Cutting Recommendation Engine Latencies by Migrating from MongoDB & PostgreSQL

September 26, 2023

Muhammad Ghiyast Farisi

Learn how Pinhome Engineering achieved 60% cost reduction, with 97% lower latency and 90% storage savings

As Pinhome, (Indonesia’s largest property transaction platform) continues to grow rapidly, we’re committed to improving the user experience and staying ahead of the competition. To achieve this goal, we’re focusing on the importance of user engagement and simplifying the exploration process. One way we’re doing this is by implementing a recommendation engine in our application.

A recommendation engine allows us to analyze user behavior and provide tailored suggestions for products and services. By doing so, we can simplify the exploration process for our users and increase user interaction with our application, ultimately leading to greater user satisfaction.

Since we have limited resources and time, we’re focused on building a fast and reliable recommendation engine in an MVP way. We’re taking a strategic approach to development by decoupling several steps and workarounds into independent concurrent asynchronous jobs and events running in the background.
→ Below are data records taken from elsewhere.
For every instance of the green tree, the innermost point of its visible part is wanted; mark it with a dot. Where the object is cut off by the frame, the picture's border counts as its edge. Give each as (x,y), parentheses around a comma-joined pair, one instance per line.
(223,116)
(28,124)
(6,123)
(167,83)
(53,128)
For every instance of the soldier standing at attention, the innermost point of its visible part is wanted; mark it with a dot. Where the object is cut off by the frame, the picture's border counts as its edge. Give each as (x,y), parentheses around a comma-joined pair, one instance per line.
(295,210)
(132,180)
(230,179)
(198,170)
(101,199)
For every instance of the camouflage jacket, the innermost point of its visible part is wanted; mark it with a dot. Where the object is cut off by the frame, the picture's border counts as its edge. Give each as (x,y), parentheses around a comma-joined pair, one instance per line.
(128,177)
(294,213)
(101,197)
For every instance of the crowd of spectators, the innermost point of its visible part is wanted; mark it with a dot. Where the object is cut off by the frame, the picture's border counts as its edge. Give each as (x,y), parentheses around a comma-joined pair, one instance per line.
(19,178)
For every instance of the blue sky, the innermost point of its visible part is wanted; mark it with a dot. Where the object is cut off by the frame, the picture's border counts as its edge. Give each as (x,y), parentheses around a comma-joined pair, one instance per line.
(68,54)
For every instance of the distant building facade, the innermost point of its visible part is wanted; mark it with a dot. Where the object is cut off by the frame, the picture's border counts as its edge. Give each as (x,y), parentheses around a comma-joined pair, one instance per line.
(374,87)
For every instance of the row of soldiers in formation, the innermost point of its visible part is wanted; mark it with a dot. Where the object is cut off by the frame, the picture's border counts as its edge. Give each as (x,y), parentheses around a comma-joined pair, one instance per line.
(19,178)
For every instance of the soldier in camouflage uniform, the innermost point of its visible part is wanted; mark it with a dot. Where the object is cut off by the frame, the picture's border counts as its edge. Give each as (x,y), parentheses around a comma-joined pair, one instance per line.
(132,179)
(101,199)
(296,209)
Our approach is based on solving key problem sets such as optimizing algorithms for generating recommendations, minimizing latency by using efficient data structures and caching techniques, and ensuring fault tolerance. By doing so, we can process large amounts of data efficiently, provide real-time personalized suggestions to users, and meet the core needs of our users in a cost-effective way. We focus on these problems set:

Gathering data to be analyzed
Processing and analyzing the data
Serving a post processed data to be consumed

Despite the challenges that come with building a recommendation engine in an MVP way, we’re confident that our strategic approach will help us develop a recommendation engine that provides a competitive advantage for our company while ensuring a great user experience.

Problem

This simple diagram shows the big picture of our recommendation engine’s previous architecture. We used a relational database and a NoSQL document store database to store all data needed, the event data, processed recommendations data and so on. We used Postgresql within Google CloudSQL as the relational SQL database to store post-processed data, and we used MongoDB as a NoSQL document store for storing gathered event or activity data.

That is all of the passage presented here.